Но пока им не растолковано и особенно не доказано, что им хотят добра, а не зла, они боятся перемен, хотя и желают, не доверяют чужим и ведут себя, как дети. Они теперь мечутся, меряют орудия, когда они на них наведены, хотят в одну минуту выучиться строить батареи, лить пушки, ядра и даже — стрелять. Они не понимают, что Россия не была бы Россией, Англия Англией, в торговле, войне и во всем, если б каждую заперли на замок. Не дети ли, когда думали, что им довольно только не хотеть, так их и не тронут, не пойдут к ним даже и тогда, если они претерпевших кораблекрушение и брошенных на их берега иностранцев будут сажать в плен, купеческие суда гонять прочь, а военные учтиво просить уйти и не приходить? Они думали, что и всё так будет, что не доберутся до них, не захотят или не смогут.

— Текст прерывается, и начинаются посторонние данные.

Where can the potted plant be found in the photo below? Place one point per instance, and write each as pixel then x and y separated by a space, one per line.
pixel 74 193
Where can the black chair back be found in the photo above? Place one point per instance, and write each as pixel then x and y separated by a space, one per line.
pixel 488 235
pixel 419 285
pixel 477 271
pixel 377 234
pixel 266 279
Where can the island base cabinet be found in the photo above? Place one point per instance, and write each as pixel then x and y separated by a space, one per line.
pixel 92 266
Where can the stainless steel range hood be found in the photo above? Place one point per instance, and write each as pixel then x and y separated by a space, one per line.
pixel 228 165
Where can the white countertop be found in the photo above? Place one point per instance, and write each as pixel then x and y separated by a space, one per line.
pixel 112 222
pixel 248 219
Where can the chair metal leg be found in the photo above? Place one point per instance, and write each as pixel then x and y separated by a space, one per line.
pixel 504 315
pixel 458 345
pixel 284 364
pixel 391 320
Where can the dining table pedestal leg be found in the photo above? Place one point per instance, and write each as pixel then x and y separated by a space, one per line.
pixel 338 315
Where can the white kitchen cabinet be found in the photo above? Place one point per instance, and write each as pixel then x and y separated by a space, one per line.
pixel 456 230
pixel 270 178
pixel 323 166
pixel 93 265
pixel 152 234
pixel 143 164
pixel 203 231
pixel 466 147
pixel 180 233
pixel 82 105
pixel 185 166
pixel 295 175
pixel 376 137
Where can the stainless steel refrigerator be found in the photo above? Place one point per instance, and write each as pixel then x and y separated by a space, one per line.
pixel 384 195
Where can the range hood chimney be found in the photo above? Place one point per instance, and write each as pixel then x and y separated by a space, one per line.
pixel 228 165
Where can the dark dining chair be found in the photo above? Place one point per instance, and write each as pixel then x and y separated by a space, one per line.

Вот они теперь ссылаются на свои законы, обычаи, полагая, что этого довольно, что всё это будет уважено безусловно, несмотря на то что сами они не хотели знать и слышать о чужих законах и обычаях. За настойчивостью кроется страх, что мы не послушаем, не исполним их капризов. Им хочется отказать в требованиях, но хочется и узнать, что им за это будет: в самом ли деле будут драться, и больно ли? Ужели не пощадят их? Кажется, нет — и, пожалуй, припомнят все: пролитую кровь христиан, оскорбление посланников, тюрьмы пленных, грубости, надменность, чванство. Еще дела не начались, а на Лю-чу, в прихожей у порога, и в Китае также, стоит нетерпеливо, как у долго не отпирающихся дверей, толпа миссионеров: они ждут не дождутся, когда настанет пора восстановить дерзко поверженный крест…

А нечего делать японцам против кораблей: у них, кроме лодок, ничего нет. У этих лодок, как и у китайских джонок, паруса из циновок, очень мало из холста, да еще открытая корма: оттого они и ходят только у берегов. Кемпфер говорит, что в его время сиогун запретил строить суда иначе, чтоб они не ездили в чужие земли. «Нечего, дескать, им там делать».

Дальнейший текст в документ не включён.